Les grilles, les barrières et les bancs que l'on retire et les parcs que l'on ferme pénalisent encore plus les Parisiens mal-logés. La manipulation consistant à prétendre qu'ils sont là pour nous protéger des « migrants » est insupportable.

Nous ne prendrons pas comme bouc émissaires ceux qui vivent la même chose, pire que nous.

Que l'on ne nous dise pas que la Ville de Paris fait tout ce qu'elle peut pour les migrants, les clochards et les mal-logés et qu'elle n'a pas les moyens de faire plus.

Quand on va jusqu'à installer des cabanes en bois pour un marché de Noël fantôme ou des jeux pour enfants sur les trottoirs d'une avenue ultra-fréquentée par les voitures en pleins pic de pollution, c'est que l'on a de l'argent à dépenser. Ni les dizaines d'expulsions de campement, ni les fausses solutions, comme une ou deux nuits d'hôtel payées pour faire disparaître les bidonvilles quelques jours ne sont gratuites.

Quand on peut dépenser de l'argent public pour chasser les gens, on peut le dépenser pour respecter leurs droits.
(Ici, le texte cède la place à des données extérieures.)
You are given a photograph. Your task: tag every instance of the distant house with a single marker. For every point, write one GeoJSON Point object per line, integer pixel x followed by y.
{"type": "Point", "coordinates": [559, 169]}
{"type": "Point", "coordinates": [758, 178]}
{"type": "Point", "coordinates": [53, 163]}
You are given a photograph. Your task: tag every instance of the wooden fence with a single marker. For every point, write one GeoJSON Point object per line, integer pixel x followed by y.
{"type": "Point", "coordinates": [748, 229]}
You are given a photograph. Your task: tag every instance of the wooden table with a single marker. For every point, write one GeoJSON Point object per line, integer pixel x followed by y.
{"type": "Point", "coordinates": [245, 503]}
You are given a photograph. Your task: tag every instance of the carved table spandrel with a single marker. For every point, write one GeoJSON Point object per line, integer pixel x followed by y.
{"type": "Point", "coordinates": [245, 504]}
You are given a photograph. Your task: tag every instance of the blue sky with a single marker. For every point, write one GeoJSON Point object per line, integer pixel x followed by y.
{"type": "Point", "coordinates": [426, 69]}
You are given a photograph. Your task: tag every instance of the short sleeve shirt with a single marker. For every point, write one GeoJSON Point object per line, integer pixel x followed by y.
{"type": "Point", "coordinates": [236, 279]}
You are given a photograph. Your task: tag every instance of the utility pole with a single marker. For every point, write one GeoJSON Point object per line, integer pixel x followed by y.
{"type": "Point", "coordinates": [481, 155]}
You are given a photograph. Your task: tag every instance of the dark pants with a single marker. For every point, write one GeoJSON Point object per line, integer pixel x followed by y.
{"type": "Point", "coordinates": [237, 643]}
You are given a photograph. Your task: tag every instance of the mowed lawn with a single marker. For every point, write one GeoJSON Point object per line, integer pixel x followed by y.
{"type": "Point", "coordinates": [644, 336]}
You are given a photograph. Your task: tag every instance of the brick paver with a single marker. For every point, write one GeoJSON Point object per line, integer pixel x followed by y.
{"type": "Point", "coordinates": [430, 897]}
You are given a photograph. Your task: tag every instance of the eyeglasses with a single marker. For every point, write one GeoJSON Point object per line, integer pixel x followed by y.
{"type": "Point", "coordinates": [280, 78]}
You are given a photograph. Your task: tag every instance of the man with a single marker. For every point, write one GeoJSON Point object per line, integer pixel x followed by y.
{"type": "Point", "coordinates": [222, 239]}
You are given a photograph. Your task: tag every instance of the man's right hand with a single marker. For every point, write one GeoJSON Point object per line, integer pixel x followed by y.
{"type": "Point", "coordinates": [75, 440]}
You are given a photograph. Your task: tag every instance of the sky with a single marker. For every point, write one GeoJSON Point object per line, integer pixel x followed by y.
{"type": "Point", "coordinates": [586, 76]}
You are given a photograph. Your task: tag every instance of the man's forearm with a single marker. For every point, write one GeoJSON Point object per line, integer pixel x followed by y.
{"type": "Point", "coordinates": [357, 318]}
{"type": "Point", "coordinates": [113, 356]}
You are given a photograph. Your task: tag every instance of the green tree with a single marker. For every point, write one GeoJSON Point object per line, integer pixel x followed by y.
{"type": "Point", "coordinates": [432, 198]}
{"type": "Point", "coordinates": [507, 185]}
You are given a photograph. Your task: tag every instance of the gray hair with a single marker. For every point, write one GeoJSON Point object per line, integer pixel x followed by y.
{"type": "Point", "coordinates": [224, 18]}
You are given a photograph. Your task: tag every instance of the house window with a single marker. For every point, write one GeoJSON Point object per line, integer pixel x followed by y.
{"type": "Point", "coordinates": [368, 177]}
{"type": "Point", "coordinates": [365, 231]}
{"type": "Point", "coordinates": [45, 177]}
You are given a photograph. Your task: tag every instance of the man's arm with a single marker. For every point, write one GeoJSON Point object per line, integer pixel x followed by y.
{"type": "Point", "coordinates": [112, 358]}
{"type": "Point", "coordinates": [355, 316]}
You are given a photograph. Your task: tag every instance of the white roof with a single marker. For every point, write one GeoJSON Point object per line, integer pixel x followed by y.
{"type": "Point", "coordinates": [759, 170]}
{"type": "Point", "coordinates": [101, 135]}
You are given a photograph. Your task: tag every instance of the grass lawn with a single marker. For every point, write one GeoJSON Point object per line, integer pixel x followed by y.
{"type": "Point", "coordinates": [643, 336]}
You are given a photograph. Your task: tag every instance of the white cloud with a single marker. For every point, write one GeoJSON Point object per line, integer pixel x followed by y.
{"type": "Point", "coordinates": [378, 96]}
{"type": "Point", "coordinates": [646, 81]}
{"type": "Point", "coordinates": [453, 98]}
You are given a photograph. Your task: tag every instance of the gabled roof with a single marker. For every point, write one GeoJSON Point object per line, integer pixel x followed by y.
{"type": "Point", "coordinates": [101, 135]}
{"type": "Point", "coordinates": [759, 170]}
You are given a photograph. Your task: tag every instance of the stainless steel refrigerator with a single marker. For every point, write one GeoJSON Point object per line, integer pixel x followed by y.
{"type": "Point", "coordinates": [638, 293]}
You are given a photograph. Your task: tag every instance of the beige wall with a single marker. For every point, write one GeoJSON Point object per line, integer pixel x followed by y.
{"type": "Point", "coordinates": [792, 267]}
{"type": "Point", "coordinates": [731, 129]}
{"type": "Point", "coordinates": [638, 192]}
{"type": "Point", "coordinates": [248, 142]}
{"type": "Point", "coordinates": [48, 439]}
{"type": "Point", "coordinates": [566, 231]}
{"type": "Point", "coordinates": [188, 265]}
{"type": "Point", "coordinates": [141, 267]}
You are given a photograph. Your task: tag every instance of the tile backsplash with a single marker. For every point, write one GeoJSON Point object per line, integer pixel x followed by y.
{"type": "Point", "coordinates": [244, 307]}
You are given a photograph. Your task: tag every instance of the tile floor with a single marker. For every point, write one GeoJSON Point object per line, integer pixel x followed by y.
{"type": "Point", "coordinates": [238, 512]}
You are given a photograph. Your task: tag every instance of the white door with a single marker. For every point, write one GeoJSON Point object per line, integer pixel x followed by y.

Quand on ne respecte pas les droits des migrants, on ne respecte pas ceux des autres mal-logés.

Il y dix ans, la Ville de Paris prenait la décision d'exclure les familles sans-papiers du financement de l'hébergement sur les fonds municipaux et les rejetait vers le SAMU social, soi-disant « pour désengorger le dispositif ». Quelques années plus tard, cette exclusion a été étendue à toutes les familles parisiennes sans domicile fixe et c'est à cause de cela qu'aujourd'hui, elles sont baladées d'un bout à l'autre de l'Île de France, dans des hôtels hors de prix, alors qu'elles ont le droit d'avoir un logement et de payer un loyer décent, comme tout le monde.

Nous occupons aujourd'hui la direction de la voirie et des déplacements pour exiger le minimum, le retrait immédiat de toutes les barrières et grilles interdisant l'espace public à tout le monde. Dans l'une des villes les plus riches du monde, personne ne doit dormir dehors.